L’impossibile conquista

Dall’Afghanistan scappano tutti gli improbabili “conquistatori”: lo hanno fatto gli Inglesi un paio di secoli fa, la stessa cosa è capitata ai Sovietici dopo l’invasione degli anni Ottanta del secolo scorso e, in cauda venenum, adesso tocca agli Americani. E a tutta la compagnia di processione che si sono trascinati appresso dopo l’11 Settembre del 2001. Ergo, la notizia arrivata un paio di giorni fa con grande spolvero di comunicati, per la verità, era abbastanza scontata. A Bagram, la grande base aerea situata 60 km a nord di Kabul, ora nelle mano dei governativi afghani e forse, presto, di un contingente turco un po’ NATO e un po’ islamico, sperando con questo di tenere lontani i talebani che già ronzano attorno a Kabul e alla fortezza occidentale accanto.

Analisi pessimiste

John Raine, Senior Adviser del governo britannico, la vede male, perché pensa che i talebani andranno all’attacco e non onoreranno il patto firmato in Qatar che li obbligava a sbarrare le porte ad Al-Qaeda e all’Isis.
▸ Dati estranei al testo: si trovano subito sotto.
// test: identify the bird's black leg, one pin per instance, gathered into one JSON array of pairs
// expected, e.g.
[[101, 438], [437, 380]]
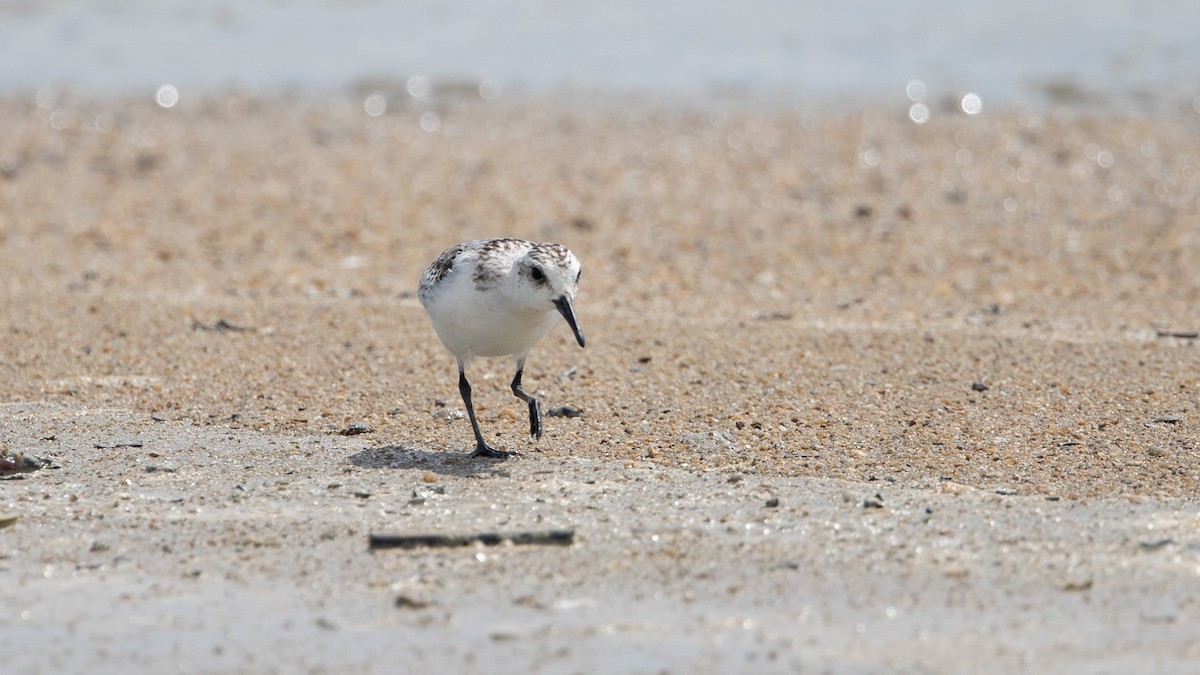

Per dirla tutta, manco Joe Biden, in fondo in fondo, appare molto ottimista, se è vero che alla conferenza stampa di venerdì scorso alla Casa Bianca ha scansato tutte le domande sull’ Afghanistan, ritenendolo un argomento che porta “infelicità”. E che probabilmente si trascina dietro anche un sacco di rogne, se è vero che pur volendo rispettare la data dell’11 settembre per il ritiro generale, in Afghanistan rimarranno sempre tra 700 e 1000 soldati Usa. Destinati a mettere una pezza, per quello che sarà possibile, alle voragini che si apriranno.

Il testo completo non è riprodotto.